Objective: A new polymeric salt form of clopidogrel, clopidogrel resinate (CR), is a resinate complex of the (+)-clopidogrel optical isomer wherein the (+)-clopidogrel isomer binds to a water-soluble cation exchange resin via sulfonic acid groups. CR was approved for marketing by the Korean Food and Drug Administration based on a Phase I bioequivalence study. However, no data are available regarding its impact on adverse clinical outcomes in patients undergoing percutaneous coronary intervention (PCI).
Methods: Clopidogrel bisulfate (CB) was used exclusively from January 2004 through April 2010, after which CR was exclusively administered from May 2010 through September 2011, in 8 centers. We categorized the overall population (N = 10,487) into two groups according to the prescribed clopidogrel type: CB (n = 9,127) or CR (n = 1,360). To minimize the covariate imbalance and confounding in comparing CB and CR, we used a multivariable Cox proportional hazard regression model and the propensity score (PS) method to identify a 1:1 matched cohort (n = 2,470). We compared cumulative adverse outcomes during a 1-year follow-up after PCI in the overall population and in the PS-matched cohort.

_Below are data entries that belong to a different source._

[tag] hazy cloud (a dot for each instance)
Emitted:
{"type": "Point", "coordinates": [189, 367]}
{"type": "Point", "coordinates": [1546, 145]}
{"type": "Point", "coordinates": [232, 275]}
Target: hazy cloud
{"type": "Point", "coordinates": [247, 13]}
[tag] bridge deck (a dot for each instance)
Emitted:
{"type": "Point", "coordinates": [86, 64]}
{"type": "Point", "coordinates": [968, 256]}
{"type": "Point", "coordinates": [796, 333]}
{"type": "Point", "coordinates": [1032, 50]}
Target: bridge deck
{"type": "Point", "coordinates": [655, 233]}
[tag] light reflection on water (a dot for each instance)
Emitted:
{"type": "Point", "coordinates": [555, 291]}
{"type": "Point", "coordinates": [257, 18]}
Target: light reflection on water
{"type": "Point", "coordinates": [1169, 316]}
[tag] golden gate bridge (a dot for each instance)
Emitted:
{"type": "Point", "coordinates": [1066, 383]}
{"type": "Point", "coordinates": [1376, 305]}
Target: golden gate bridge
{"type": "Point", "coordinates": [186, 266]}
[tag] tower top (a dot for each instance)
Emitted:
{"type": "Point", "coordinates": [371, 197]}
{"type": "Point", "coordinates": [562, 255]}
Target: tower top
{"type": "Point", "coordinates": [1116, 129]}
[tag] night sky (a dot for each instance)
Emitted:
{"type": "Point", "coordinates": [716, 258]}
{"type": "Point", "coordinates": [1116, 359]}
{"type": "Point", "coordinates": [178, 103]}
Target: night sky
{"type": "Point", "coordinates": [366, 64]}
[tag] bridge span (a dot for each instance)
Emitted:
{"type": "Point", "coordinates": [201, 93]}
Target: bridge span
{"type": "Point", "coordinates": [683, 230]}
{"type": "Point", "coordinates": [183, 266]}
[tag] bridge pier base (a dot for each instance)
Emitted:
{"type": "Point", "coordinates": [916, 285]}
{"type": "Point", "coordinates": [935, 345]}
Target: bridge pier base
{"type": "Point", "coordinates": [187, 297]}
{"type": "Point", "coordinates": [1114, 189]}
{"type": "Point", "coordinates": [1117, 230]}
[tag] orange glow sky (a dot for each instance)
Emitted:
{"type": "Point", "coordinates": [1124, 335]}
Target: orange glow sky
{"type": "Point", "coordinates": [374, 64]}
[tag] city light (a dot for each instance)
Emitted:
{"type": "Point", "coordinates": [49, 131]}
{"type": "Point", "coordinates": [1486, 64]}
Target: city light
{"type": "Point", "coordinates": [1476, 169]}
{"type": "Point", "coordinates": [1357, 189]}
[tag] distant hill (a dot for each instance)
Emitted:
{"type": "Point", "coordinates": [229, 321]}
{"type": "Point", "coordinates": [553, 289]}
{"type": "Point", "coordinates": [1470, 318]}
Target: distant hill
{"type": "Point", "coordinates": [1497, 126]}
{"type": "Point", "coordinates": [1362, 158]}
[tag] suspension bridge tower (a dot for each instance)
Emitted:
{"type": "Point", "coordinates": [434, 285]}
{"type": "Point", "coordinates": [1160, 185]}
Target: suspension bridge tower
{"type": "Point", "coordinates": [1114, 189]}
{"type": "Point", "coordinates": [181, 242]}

Results: In the overall population, there is no difference in the 1-year cumulative event rates between the two groups (CB : CR) : composite of any death, nonfatal myocardial infarction or stroke (6.0 % vs. 6.0 %, adjusted HR, 0.82; 95 % CI, 0.61-1.11, p = 0.57), stent thrombosis (0.4 % vs. 0.2 %; adjusted HR, 0.40; 95 % CI, 0.09-1.72, p = 0.31), and bleeding (0.9 % vs. 0.6 %; adjusted HR, 0.67; 95 % CI, 0.28-1.58, p = 0.22). In the PS-matched cohort, the overall findings were consistent.
Conclusions: In this large real-world PCI population, CR was as effective and as safe as CB in preventing adverse clinical outcomes.